As a result of the large goblet shape and the goatskin head, there is a significant difference in the tones produced. Striking the skin near the center produces a bass note; striking the skin near the rim can produce either a tone or slap note, depending on the technique used. The slap has a higher pitch than the tone. Some consider the djembe female and the Ashikos to be male. The djembe is said to contain 3 spirits. The spirit of the tree, the spirit of the animal of which the drumhead is made and the spirit of the instrument maker. The African djembe is also known as the magical drum.

The African djembe is used for ceremonial purposes such as a wedding, full moon or the start of a harvest season for farmers. There is general agreement that the origin of the African djembe is associated with a class of Mandinka/Susu blacksmiths known as Numu. The wide dispersion of the djembe drums throughout West Africa may be due to Numu migrations dating from the first millennium A.D.

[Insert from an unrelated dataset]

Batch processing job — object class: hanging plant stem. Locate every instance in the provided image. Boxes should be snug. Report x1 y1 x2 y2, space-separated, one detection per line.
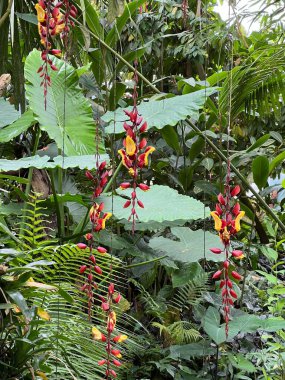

The Malinke, an indigenous people who are spread throughout West Africa, use the djembe to help spread their message of peace. In the Malinke culture it's an expression of joy. And is often used as a way for the African people to share their thoughts about the world. African drummer Mamady Keita, named best djembe drummer in Africa by the Pan-African Festival in Algers puts it best: "For us personally it's a way for us to share our own thoughts about the world. It helps us show through music that all our problems are not needed, and that we can come together as people because we can come together to play music."